Cosmic Ray induced radio emission

The first experiment in which radio emission was detected from high energy particles was an array of dipoles was operated by a team of British and Irish physicists in 1964-5 at the Jodrell Bank Radio (pdf)

Observatory in conjunction with a simple air shower trigger. The array operated at 44 MHz with 2.75 MHz bandwidth. Out of 4,500 triggers, a clear bandwidth-limited radio pulse was seen in 11 events. This corresponded to a cosmic ray trigger threshold of 5×10^16 eV and was of intensity close to that predicted. This has been further confirmed by many other experiments over the years and is now currently used in many well-known projects such as LOFAR and at the Pierre Auger Observatory.

Cosmic Ray Radio Sky

Cosmic rays are known to initiate a cascade of particle collisions in which large multiplicities of secondary particles of all kinds are produced. In the creation and annihilation of these secondary particle air-showers of charged particle are produced and travel down through the atmosphere near the speed of light to the ground. A large part of these charged particles consist of electron-positron pairs which emit a radio signal as they are deflected by the Earth’s magnetic field. This process is known as a geosynchrotron emission.

geosynchrotron

Radio signals produced are in the region of 10-100 MHz where most power received is at the lower frequencies due to coherence effects and so the spectrum begins to fall off at around 50 MHz. However due to short duration of the radio pulse typically less than 10nS it becomes increasingly difficult to measure at low frequencies and so most observations of cosmic ray induced radio emissions are made between 40 and 60Mhz.

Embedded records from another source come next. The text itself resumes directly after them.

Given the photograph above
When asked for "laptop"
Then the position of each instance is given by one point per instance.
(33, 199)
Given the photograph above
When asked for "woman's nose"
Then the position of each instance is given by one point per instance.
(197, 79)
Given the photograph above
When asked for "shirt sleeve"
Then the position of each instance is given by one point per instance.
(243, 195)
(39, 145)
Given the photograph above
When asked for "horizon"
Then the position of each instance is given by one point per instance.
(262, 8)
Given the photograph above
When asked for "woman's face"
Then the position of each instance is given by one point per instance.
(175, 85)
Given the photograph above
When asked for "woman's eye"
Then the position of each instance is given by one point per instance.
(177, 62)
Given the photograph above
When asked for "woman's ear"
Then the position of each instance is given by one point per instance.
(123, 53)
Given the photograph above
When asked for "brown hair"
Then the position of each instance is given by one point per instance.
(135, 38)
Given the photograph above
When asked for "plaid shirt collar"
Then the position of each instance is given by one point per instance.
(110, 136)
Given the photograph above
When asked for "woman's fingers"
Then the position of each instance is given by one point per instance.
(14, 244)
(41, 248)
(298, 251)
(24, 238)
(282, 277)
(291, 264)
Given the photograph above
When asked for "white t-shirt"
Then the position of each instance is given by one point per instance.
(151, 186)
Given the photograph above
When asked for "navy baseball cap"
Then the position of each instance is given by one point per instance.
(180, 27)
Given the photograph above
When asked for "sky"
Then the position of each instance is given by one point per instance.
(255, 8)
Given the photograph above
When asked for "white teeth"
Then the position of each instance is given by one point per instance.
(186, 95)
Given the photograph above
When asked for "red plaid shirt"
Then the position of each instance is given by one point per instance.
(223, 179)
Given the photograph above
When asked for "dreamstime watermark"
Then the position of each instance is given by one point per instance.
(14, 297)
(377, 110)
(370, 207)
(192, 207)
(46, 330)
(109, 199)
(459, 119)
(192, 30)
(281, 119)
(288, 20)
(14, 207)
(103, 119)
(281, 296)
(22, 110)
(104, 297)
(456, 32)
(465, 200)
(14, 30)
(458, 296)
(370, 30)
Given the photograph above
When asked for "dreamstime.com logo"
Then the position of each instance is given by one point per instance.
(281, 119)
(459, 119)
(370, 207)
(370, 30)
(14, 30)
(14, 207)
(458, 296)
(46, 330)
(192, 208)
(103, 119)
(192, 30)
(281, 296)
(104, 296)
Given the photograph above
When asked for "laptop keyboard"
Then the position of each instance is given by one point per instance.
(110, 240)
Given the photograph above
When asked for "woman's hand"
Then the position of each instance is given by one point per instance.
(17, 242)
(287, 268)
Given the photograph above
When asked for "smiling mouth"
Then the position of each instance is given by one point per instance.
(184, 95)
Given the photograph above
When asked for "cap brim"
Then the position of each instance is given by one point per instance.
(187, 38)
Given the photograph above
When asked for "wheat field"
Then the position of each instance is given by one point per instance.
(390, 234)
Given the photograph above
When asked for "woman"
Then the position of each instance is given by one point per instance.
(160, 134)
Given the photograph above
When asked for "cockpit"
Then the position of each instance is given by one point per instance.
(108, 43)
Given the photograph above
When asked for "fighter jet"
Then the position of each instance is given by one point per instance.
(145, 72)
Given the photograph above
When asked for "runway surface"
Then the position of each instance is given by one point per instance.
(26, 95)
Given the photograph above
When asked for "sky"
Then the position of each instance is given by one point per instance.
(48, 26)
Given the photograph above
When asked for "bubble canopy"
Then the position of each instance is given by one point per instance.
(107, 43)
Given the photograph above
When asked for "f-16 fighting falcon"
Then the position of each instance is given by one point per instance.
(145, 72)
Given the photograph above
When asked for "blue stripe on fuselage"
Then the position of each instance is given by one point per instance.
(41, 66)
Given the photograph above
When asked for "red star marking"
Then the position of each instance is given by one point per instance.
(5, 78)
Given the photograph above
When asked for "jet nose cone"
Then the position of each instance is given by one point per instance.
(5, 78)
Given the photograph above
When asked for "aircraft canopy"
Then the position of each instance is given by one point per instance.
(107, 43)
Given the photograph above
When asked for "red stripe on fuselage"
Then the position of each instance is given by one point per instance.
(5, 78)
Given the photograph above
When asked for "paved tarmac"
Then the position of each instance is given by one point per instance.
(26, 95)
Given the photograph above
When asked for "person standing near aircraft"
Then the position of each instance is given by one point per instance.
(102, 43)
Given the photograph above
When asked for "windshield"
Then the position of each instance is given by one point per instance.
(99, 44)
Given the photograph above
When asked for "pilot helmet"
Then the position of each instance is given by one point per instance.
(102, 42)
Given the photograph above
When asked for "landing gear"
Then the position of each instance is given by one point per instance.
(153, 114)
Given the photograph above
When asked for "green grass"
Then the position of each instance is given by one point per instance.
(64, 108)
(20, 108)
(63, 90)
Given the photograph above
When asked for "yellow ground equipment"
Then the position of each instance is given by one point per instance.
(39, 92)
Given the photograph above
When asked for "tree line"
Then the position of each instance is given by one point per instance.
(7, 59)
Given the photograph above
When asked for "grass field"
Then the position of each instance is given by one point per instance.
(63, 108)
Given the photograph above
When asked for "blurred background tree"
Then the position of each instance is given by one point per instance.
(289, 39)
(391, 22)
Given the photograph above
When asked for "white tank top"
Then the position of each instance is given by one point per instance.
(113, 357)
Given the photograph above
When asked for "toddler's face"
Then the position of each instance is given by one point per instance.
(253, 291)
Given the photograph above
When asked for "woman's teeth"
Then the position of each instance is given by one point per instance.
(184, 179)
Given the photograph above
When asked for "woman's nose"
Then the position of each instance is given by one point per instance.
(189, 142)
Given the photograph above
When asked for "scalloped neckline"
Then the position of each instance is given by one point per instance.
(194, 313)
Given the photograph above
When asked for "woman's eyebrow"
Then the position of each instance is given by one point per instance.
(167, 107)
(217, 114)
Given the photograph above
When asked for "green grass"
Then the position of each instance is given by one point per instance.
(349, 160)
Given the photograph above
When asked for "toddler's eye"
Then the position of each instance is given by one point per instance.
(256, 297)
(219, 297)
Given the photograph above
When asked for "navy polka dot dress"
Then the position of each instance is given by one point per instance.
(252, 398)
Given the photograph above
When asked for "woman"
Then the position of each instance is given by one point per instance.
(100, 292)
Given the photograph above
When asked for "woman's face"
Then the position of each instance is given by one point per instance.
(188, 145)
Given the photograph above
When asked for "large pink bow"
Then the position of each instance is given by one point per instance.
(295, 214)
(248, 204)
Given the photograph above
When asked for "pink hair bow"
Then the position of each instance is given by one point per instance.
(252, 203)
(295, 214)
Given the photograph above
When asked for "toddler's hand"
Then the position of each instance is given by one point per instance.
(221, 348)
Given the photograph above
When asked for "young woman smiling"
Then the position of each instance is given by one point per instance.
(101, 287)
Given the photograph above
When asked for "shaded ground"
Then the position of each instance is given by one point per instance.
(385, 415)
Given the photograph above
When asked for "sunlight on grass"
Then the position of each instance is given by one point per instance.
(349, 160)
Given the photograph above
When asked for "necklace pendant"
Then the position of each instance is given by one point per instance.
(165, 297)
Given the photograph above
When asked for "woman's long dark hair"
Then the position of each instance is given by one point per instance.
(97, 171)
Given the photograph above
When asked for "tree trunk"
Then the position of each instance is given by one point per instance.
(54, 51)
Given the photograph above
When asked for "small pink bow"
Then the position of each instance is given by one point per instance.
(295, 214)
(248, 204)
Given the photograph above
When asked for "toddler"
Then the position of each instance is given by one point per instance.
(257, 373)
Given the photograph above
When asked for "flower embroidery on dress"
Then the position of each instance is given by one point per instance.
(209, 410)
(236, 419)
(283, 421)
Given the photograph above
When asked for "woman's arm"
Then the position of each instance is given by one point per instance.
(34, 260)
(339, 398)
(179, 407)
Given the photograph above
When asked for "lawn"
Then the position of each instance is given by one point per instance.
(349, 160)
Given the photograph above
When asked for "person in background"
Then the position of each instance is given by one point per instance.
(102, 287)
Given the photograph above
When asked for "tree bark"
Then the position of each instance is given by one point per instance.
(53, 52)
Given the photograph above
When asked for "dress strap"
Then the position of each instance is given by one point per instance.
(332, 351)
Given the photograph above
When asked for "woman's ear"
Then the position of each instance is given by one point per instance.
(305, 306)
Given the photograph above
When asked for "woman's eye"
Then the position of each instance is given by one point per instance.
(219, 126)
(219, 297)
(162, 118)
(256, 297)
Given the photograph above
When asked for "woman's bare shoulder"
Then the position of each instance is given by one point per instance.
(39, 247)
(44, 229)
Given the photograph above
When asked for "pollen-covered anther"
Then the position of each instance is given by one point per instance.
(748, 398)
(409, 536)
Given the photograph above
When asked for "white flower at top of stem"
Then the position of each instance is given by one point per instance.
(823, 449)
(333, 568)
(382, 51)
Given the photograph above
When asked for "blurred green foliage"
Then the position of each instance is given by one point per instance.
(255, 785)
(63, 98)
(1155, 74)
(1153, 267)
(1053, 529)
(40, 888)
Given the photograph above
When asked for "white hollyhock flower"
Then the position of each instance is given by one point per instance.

Further due to the relativistic motion of these radio emissions they are concentrated into a beam in a forward direction so the footprint of the radio signal is concentrated around the particle shower by only several hundred meters. This makes the method of particle showers detection an ideal companion for other traditional particle shower observations by providing reinforcing information about the trajectory and energy of the incoming shower.

As the number of particles in the air shower and peak radio signal correlate with the energy of the original primary particle and so the radio emission increases with the angle between the particle showers trajectory and the Earth’s magnetic field.